Artist and filmmaker Stefan Hunt wants you forget your fears and take that job, confront that bully and ask that cute girl from Spanish class out. Why not, he asks, because you’re all going to die anyway. He’s so convinced remembering your inevitable death is the secret to happiness that he’s put together an entire festival about it.
We’re All Going to Die will feature interactive artworks, panel discussions and films on the less-than-light topics of fear and death spread out over Commune in Waterloo’s expansive warehouse space.
If it all sounds a little morbid, Hunt assures audiences that the festival is actually a celebration of life – the message is that given life’s only guarantee is death, there’s no reason not to “kick fear in the nuts,” as he says, and make the most of every day.
Triple J’s Tom Tilley will be hosting panel discussions on fear and death, using his Hack interviewing chops to draw insights from psychologists to funeral directors on how death is viewed across different cultures and how fear hinders our ability to live a fulfilled life.
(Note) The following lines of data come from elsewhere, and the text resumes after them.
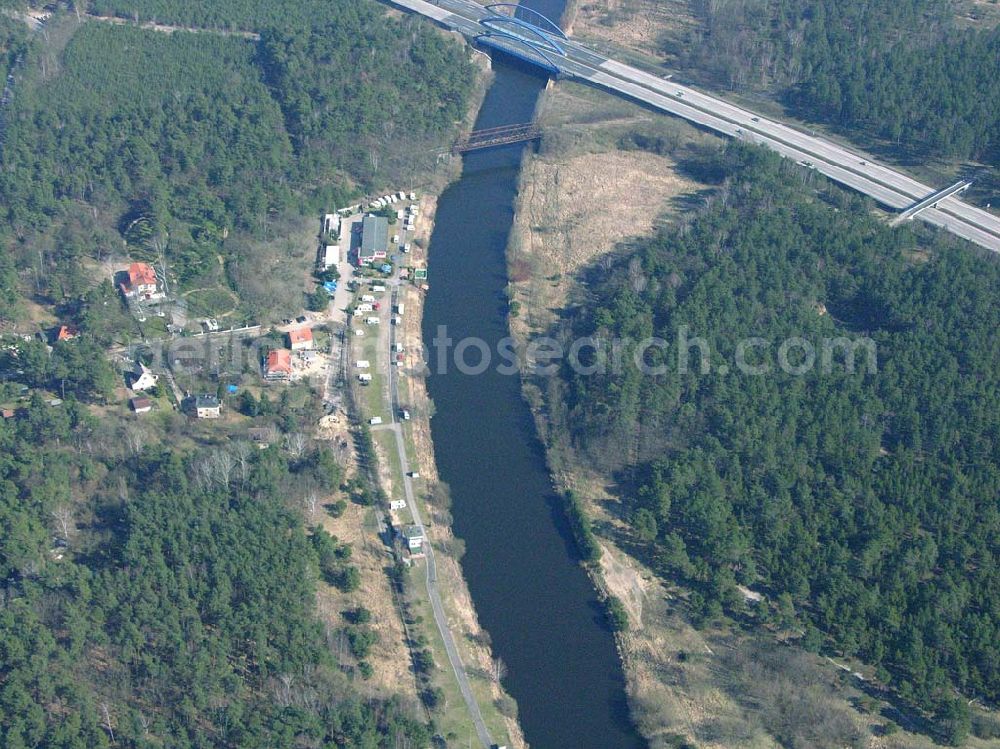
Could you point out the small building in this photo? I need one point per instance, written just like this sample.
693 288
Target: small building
331 224
374 240
65 333
141 378
261 436
413 537
140 282
207 407
279 365
300 339
331 256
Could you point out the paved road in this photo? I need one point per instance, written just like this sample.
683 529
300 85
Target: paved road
386 342
850 168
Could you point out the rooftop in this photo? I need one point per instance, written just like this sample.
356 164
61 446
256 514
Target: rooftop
412 531
300 335
374 236
141 273
279 360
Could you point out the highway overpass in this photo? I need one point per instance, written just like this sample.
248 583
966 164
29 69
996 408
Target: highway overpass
850 168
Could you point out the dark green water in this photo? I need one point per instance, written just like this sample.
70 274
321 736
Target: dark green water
530 592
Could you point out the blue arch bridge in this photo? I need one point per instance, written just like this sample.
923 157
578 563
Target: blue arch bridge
525 34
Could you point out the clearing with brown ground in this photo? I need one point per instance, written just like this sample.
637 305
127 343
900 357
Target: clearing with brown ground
583 198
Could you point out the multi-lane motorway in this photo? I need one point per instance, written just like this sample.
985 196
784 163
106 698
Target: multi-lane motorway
850 168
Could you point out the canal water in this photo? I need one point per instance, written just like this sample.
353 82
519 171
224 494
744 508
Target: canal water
529 590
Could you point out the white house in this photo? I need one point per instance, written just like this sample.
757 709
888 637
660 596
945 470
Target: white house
331 256
414 538
142 379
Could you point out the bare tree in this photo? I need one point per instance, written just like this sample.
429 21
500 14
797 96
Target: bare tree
242 452
295 444
311 501
222 467
63 515
123 489
498 669
135 438
107 721
203 474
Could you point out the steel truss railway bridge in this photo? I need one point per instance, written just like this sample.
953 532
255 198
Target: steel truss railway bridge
527 35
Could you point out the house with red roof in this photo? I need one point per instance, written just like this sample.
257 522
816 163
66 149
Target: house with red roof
279 365
300 339
66 333
139 282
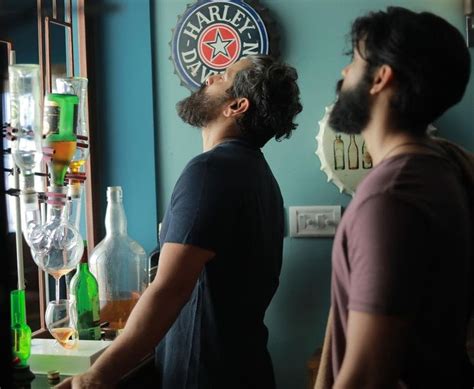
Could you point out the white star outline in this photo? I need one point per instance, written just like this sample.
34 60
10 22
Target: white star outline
219 45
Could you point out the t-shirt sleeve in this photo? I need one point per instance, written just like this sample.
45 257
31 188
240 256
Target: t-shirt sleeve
387 259
202 206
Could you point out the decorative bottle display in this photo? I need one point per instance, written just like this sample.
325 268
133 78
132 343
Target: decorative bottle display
120 265
21 332
155 257
77 86
25 116
353 152
59 127
338 148
366 158
84 290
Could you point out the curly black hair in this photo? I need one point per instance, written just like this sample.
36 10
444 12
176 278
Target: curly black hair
274 96
429 58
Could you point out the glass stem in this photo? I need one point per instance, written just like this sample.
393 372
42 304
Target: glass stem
57 289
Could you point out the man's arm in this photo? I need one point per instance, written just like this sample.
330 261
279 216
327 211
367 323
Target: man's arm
156 310
375 350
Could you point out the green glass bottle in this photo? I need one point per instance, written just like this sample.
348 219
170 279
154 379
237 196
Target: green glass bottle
21 332
84 290
59 127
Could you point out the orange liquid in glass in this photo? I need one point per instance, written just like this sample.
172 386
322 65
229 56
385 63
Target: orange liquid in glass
116 312
63 335
63 153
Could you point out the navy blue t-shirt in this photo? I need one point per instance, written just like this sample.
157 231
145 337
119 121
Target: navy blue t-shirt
226 201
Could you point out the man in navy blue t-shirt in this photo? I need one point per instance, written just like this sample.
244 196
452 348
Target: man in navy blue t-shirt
222 239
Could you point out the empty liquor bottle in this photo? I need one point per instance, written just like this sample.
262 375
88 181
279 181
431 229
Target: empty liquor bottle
338 148
353 152
84 291
59 131
120 265
366 158
21 332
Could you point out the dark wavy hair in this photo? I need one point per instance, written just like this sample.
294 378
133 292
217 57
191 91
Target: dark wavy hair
429 57
270 86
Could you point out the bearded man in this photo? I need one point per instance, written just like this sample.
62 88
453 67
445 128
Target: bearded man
402 281
221 237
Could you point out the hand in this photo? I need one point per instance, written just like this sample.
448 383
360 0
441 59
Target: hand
87 380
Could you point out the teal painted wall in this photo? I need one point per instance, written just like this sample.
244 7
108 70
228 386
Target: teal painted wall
313 40
124 110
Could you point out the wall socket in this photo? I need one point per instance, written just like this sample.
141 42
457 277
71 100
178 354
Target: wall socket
314 221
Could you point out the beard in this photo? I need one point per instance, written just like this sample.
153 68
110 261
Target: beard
351 112
200 109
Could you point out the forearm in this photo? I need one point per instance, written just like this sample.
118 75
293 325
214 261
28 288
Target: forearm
364 379
142 332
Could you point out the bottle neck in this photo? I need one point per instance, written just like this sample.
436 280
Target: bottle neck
115 219
83 267
18 307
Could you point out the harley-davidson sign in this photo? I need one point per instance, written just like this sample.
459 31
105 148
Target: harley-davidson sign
211 35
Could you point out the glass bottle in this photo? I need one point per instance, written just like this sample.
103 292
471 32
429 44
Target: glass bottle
338 148
366 158
353 152
120 265
84 290
155 257
77 86
25 117
59 130
21 332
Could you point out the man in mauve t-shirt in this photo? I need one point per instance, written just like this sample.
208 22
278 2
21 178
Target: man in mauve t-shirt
402 258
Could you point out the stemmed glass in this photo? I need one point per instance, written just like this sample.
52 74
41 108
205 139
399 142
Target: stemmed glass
61 322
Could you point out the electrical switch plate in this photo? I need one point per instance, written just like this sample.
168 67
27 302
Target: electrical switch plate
314 221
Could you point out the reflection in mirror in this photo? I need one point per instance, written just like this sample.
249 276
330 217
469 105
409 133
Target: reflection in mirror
20 27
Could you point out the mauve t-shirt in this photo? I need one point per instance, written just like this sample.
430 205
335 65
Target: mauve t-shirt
403 249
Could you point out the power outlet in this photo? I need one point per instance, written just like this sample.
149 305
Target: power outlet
314 221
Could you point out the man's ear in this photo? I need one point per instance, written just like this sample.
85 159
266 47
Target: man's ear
383 78
237 107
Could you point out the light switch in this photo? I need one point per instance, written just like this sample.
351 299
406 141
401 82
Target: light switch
314 221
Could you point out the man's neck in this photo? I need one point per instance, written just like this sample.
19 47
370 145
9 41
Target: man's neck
384 141
217 133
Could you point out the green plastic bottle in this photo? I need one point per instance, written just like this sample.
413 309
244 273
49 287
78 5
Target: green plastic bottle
84 290
59 130
21 332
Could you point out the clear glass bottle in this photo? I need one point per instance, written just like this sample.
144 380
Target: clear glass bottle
84 291
119 264
25 117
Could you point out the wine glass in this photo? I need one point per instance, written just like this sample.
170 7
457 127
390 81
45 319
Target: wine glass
61 322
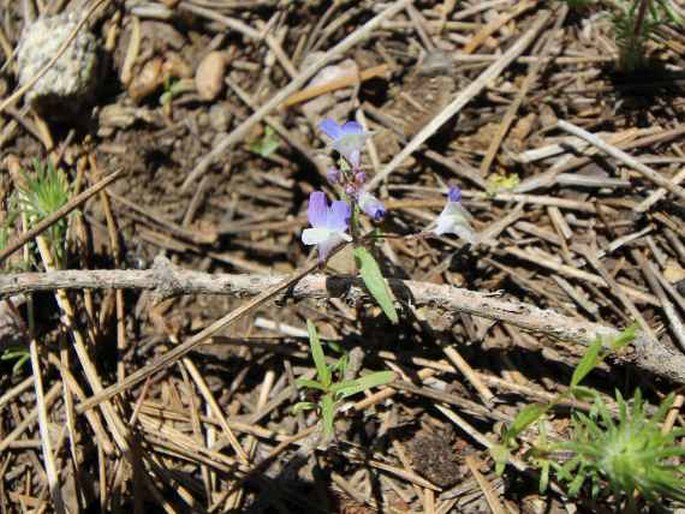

The globe-trotting Human Connection Movement will hold one of their ‘gazing workshops’, where participants stare deep into the eyes of a stranger to break down barriers and embrace vulnerability, while Groove Therapy invites audiences to remember all those secret dance parties you had as a kid in a nostalgic art performance held inside a neon-lit disco bedroom.
There’ll also be a mini film festival running throughout the evening, featuring two-minute pieces revolving around a single word, such as ‘failure’, ‘judgement’, ‘doubt’ and rejection, made by international directors including Smriti Keshari and Sam Kristofski.
Between events, visitors can walk around the space, taking in thought-provoking artworks in the form of living tombstones, death meditations and an eerily beautiful rainbow hearse.